Da noch unklar ist, wie stark die Rentenbesteuerung zwischen 2040 und 2060 tatsächlich ansteigt, legte er bei seinen Modellrechnungen eine geschätzte jährliche Steigerungsrate von 0,5 Prozent zugrunde.

Jahrgänge 1975 bis 1980 am stärksten begünstigt

Laut Siepes Fallstudie profitieren insbesondere Personen, die zwischen 1975 und 1980 geboren sind. Wer 1975 zur Welt kam, kann bei einem durchschnittlichen Einkommen mit einem zusätzlichen Spielraum von 12.482 Euro rechnen; Spitzenverdienerinnen und -verdiener desselben Jahrgangs dürften sogar rund 23.522 Euro weniger an den Staat abführen müssen.

Für 1980 ergeben sich ähnlich hohe Werte: Rund 9.952 Euro (Durchschnittseinkommen) und 18.819 Euro (Spitzeneinkommen).

Bescheidene Entlastung für 1960er und 1990er

Deutlich geringer fällt der Vorteil bei den Jahrgängen 1960 und 1990 aus. Wer 1960 geboren wurde, profitiert – je nach Einkommensniveau – nur mit Beträgen zwischen 1.538 Euro (durchschnittliches Einkommen) und 2.937 Euro (hohes Einkommen). Bei den 1990er-Jahrgängen liegt die Spanne zwischen 2.800 Euro und 5.259 Euro.

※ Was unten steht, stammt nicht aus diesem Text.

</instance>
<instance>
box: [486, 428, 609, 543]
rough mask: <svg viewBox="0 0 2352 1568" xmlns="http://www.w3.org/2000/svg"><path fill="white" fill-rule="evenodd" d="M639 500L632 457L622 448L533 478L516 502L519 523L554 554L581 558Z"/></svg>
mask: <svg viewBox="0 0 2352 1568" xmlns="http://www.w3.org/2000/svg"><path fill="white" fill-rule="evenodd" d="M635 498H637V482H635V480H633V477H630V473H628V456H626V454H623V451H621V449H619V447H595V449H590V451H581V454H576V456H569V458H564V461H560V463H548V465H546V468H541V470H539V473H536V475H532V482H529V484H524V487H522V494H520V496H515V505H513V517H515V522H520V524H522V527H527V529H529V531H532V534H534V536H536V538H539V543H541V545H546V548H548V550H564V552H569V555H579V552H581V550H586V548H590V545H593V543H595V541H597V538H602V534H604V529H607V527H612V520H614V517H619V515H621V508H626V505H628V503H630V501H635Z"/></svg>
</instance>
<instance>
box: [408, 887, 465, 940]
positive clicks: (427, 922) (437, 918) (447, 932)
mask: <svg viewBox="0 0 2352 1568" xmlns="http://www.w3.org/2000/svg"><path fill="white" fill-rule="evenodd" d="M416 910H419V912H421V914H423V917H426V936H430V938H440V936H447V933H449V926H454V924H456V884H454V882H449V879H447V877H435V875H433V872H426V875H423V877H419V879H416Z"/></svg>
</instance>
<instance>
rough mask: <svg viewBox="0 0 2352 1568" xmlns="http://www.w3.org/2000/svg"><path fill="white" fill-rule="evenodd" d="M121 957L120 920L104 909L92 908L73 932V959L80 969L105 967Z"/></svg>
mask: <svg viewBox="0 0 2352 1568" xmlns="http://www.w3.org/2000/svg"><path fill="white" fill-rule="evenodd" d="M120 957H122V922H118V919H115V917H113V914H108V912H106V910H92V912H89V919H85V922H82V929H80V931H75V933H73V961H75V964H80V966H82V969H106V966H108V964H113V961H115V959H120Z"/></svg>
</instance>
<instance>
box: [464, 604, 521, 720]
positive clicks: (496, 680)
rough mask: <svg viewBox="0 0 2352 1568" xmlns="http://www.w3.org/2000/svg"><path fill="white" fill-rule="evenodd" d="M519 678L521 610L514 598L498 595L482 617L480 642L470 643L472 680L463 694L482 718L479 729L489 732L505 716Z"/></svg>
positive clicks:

Kein „Steuervorteil“ im eigentlichen Sinne

Die Süddeutsche Zeitung betont, dass es sich genau genommen nicht um einen echten Steuervorteil handelt. Vielmehr würden die Berechnungen nur verdeutlichen, welche Summen Rentnerinnen und Rentner ohne das Eingreifen des Bundesfinanzhofs über einen längeren Zeitraum hinweg vermutlich zu viel an den Fiskus gezahlt hätten.

Steuerbescheide aufbewahren

Rentner sollten ihre Steuerbescheide in jedem Fall aufbewahren, um so vor Gericht eine möglicherweise verfassungswidrige Doppelbesteuerung zu belegen.